Markets and a Great German Interview

Tomorrow and Wednesday are keys days. I said a week ago I was sniffing some sort of top. Obviously Friday we had the hard sell off. Tomorrow we can move up but if we do we can't on Wednesday also. Tomorrow actually sets up interestingly becasue if Goldman's results are to good that could actually be bad for Goldmand and hence bad for the stock market. I mean if your Goldman do you really want to blow out earnings and show how much money you are making? That will just make the situation worse.

Greece continues to fall apart. New highs for yields on government debt. Not a good situation. China was down over 4% yesterday. Chopping about sideways today which seems bearish.

I think the top holds (at least for the S&P 500) for now and we get continued selling.

Interesting interview in the German newspaper the Spiegal of German Finance Minister Wolfgang Schauble. Shows everything wrong in the world. One of the few Germans who actually wants to bail out Greece. From the Spiegal

Schäuble: I'm a firm believer in the monetary union. At the time, I felt exactly the same way as the current president. The only problem is that the world has changed. The capital market has become globalized to a degree that we couldn't have imagined at the time. And we have experienced a financial crisis from which we in Europe must draw a clear lesson: We cannot allow the bankruptcy of a euro member state like Greece to turn into a second Lehman Brothers.

Interviewer hits the next question on the head.

SPIEGEL: You are exaggerating. In past years, it's happened again and again that a country couldn't pay its debts, and yet that hasn't led to a collapse of the global financial system. Why should this be different in Greece's case?

Look at the response. It tells everything wrong in the world. How does a country as meaningless as Greece become so important?

Schäuble: Because Greece is a member of the European monetary union. Greece's debts are all denominated in euros, but it isn't clear who holds how much of those debts. For that reason, the consequences of a national bankruptcy would be incalculable. Greece is just as systemically important as a major bank.

He is probably right but continuing on bailing out Greece doesn't solve the problem. It just makes it bigger.

The rest of the interview turns into more of an argument where the interviewer is nailing the German Finance Minister. Why don't we have this type of journalism here?

Look at this exchange. Wow!!

SPIEGEL: In other words, you were playing poker.

Schäuble: Playing poker is the wrong expression. The situation is too serious for that. Germany has embraced its leading role in Europe. We will help Greece in the event that its government, despite a comprehensive restructuring program, falls victim to international currency speculation once again.


and what about contagion? The ostrich head in the sand is always the preferred approach it seems.

SPIEGEL: The Greek crisis is particularly controversial, because there are other euro countries that are also up to their necks in debt. What happens if Portugal or Italy requests financial assistance next?
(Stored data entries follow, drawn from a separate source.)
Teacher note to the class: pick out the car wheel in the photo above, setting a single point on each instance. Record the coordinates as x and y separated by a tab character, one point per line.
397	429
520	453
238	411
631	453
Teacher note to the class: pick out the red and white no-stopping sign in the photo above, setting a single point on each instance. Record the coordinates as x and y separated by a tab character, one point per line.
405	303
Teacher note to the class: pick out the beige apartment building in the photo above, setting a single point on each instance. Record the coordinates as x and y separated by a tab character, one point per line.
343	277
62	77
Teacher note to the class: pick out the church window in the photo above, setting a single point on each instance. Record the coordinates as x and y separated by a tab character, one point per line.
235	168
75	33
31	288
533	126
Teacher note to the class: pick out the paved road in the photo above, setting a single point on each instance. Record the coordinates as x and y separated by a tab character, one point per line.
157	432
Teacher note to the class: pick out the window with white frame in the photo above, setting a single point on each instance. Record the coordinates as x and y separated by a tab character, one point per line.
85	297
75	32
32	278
Schäuble: There are no indications that this will happen, which is why no finance minister would answer such a speculative question. If he did, he wouldn't be doing his job well.


and the municipal situation apparently isn't much better in Germany

Schäuble: Germany's municipalities are in an unusually difficult financial situation at the moment.
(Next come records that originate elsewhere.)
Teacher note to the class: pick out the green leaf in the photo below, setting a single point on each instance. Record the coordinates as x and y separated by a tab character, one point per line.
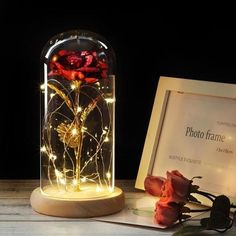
193	199
189	230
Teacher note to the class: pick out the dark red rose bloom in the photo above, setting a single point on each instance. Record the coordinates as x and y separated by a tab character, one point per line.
78	65
167	213
176	188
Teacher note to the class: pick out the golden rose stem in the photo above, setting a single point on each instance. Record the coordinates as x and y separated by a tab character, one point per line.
77	159
79	148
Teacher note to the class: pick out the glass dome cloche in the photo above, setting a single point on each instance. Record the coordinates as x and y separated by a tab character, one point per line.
77	128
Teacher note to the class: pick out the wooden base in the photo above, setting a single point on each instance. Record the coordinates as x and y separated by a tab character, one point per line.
106	205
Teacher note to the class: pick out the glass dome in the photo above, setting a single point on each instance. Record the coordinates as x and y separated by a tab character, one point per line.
77	114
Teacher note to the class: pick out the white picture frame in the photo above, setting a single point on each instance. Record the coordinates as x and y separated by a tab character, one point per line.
204	101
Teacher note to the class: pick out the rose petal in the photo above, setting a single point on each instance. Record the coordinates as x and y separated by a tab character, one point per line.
90	80
88	60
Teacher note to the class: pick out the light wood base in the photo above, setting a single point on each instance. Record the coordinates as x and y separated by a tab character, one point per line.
83	208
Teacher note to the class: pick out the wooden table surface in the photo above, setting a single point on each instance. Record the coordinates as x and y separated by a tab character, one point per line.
18	218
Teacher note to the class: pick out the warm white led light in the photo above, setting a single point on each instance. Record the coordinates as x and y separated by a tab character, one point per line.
43	149
74	131
52	95
79	109
62	181
108	174
72	86
42	86
109	100
75	182
98	189
83	180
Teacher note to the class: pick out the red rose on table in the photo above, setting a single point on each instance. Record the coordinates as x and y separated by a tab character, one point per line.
78	65
176	188
167	213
SPIEGEL: Are Germany's towns and municipalities truly in such bad shape?

Schäuble: Some are. They have fewer and fewer options, and some are now under the mandatory supervision of the federal states. This is a dangerous development, because local self-administration is the core of our democratic system. That's why the government has made the municipalities' financial problems a priority

2 comments:

Aggie Capitalist said...

"Tomorrow we can move up but if we do we can't on Wednesday also."
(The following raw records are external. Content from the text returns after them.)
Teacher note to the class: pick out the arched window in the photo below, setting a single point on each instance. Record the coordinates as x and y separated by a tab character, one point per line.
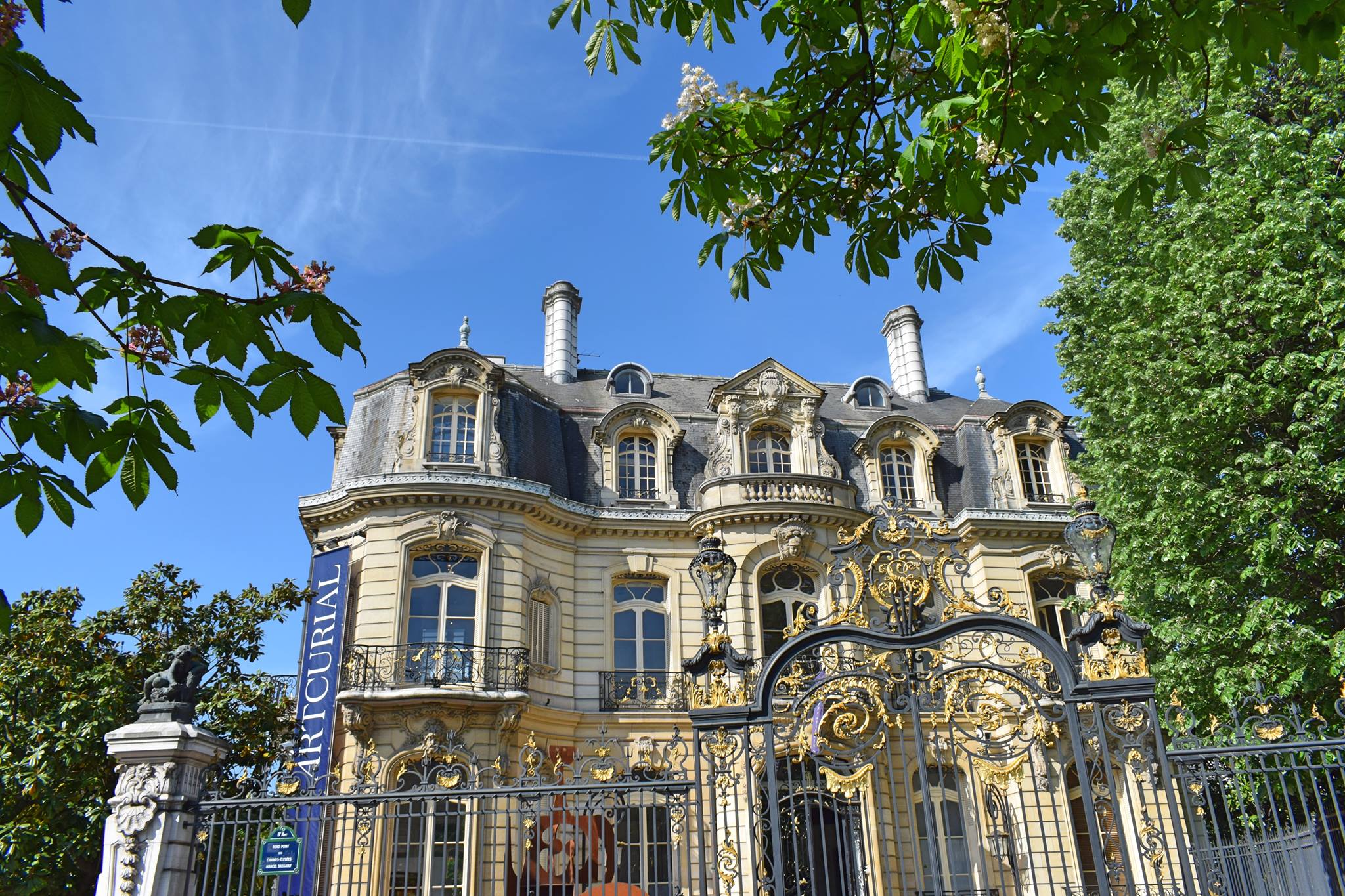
636	468
786	590
946	843
899	475
441	616
1107	832
768	450
630	382
639	630
1034	472
454	429
428	844
541	605
1048	599
871	395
What kind of statement is that? Can you clarify? What is the reasoning that we can't move up two days in a row?

Market Seer said...

In referring to a top. After yesterday the bulls did some damage. Today they did alot of damage but in my view still have alot to prove. Basically if the market shows another strong day tomorrow it shows the bulls intercepted the pass. Sure the market can go up tomorrow and the next day and the next day but if the bears are in control you can't have a two really strong days back to back. If so the bulls errassed any damage the sell off on Friday created.